Regardless of the obstacles, Dunn stays true to her motive: giving people a more humanized and grounded perspective on Black love and intimacy.
“We don’t see those stories,” she told me. “If you think about Queen and Slim, [If] Beale Street [Could Talk], 12 Years a Slave … 2015 to 2018 was very heavy on violence in Black sex.”
“And sadness,” I added.
“And SADNESS!” she echoed. “But we have fun and we’re silly and, yes there’s trauma, but that also means that when we are tender with each other it’s really rich and nuanced and that’s in Blackness, but even thinking about Asian women in culture and showing agency … showing Asian men and indigenous men as sex symbols and not showing them serving a white protagonist.
“If I do my job well, the audience isn’t gonna go, ‘Wow, they’re upending two centuries of sexual and racial tropes!’” she continued, laughing. “But they will see beauty and they’ll see it as an expression of what has existed, right? For me, it’s about seeing what exists, what makes people unique and beautiful, what exists in each culture that is unique and beautiful, and because I’ve always been on the margins, I know to ask, ‘What am I not seeing and what do I not know?’ If you are marginalized, you have to figure out, how do I enter this room? That’s like code switching right? All I’m doing is asking the question in every scenario that I enter, even if I choreographed two white people, I’m thinking about, ‘What are their stories?’ But I also know when I enter into race, there are things that I need to ask that are culturally specific. I need to know how the culture works; what are the fables, the lore, the mythology of this culture and how can I echo that in my work?”
A gendered approach
Not only does race play a large role in Dunn’s work, but gender as well, which sounds obvious but goes deeper than you may think. There’s a thin line between intimacy and violence, after all.
“We were told in my early acting classes to go make out in a corner to get more comfortable, right? But you wouldn’t give two people swords and say ‘Okay, now go attack each other’s groin!’ because everybody understands that’s violence. It’s just really about care and consent.”
That applies onstage and off.
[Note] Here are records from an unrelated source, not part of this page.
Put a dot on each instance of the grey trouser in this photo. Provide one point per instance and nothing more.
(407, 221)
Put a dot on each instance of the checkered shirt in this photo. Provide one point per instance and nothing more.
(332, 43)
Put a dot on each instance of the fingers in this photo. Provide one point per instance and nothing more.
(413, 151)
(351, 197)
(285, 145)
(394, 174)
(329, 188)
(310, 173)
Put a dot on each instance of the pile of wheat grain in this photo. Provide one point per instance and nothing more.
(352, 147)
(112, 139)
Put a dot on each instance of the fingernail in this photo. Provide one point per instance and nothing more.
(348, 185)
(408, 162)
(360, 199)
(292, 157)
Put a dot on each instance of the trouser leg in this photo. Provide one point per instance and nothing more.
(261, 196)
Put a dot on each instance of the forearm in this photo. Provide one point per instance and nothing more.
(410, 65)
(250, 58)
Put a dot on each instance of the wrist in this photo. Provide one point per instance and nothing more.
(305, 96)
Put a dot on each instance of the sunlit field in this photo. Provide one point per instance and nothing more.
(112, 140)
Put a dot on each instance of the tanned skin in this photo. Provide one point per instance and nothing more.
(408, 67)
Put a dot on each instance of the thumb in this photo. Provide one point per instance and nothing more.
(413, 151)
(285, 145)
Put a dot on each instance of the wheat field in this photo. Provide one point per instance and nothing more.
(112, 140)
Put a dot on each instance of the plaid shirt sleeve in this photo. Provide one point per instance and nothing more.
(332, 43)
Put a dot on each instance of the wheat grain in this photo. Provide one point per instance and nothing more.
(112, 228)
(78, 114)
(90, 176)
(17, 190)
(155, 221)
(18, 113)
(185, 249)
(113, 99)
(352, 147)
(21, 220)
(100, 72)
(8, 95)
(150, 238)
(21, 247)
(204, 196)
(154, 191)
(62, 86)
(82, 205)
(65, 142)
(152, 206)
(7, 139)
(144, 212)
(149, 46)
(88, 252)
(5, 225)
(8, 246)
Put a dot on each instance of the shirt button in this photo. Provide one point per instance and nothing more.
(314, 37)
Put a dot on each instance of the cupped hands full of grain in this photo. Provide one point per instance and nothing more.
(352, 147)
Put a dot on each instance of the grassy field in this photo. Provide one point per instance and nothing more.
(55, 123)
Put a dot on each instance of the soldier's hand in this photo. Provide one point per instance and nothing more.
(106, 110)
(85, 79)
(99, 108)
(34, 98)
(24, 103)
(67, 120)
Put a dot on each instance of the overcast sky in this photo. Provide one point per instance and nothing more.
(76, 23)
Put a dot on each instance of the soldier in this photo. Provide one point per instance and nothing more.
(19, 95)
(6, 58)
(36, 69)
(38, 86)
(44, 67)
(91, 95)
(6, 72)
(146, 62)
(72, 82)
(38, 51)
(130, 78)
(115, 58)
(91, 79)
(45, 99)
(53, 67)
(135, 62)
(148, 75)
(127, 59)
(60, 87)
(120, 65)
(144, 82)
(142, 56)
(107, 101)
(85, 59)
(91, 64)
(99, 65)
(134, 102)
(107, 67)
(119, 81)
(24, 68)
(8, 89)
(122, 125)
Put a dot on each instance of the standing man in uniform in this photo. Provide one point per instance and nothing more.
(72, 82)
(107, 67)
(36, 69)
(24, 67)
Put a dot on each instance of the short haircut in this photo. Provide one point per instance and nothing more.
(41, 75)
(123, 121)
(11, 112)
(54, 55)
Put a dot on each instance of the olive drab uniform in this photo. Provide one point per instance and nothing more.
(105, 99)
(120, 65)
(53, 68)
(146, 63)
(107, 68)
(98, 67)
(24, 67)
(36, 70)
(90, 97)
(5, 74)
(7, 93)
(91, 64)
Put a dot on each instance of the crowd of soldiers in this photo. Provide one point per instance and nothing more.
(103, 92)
An important part of Dunn’s work is making sure things stay professional, and that can be as simple as teaching proper verbiage and keeping closed sets.
“Don’t use words in work that you would use in the bedroom,” she said. “You say ‘groin area,’ and kisses are put to a count, like a four-count measure. These tools are important to tell a story well.”
So how does someone decide that they want to be an intimacy choreographer when they grow up? After all, it’s not the type of job one thinks of when they consider routes into show business. Dunn grew up with a more conventional dream to become an actress.
Her other passions — social care, counseling and community engagement — are what created a foundation for her becoming an intimacy choreographer. For her, it felt like a natural extension.
Laura Rikard, founder of Theatre Intimacy Education, invited Dunn to speak on a panel discussing consent and diversity in the classroom and additionally working on safe spaces for theatre students of color, theatre training and pronoun use or sexuality. That experience got her thinking about her own training and experience in theatre — mainly, what didn’t work. That’s how she began to learn more about intimacy choreography.
“The ethos of collaboration and community is important” she says, “and without intimacy, sexual or otherwise, we won’t understand the full humanity of people. Intimacy is all of my favorite parts of theatre — it’s the research, the directing, the collaboration, working with actors and taking care of people, which is essentially a part of my teachings and all of that coming together and telling a story.”
It’s clear that Dunn loves her job, and that’s important when your job is to help others convey love in its most raw form.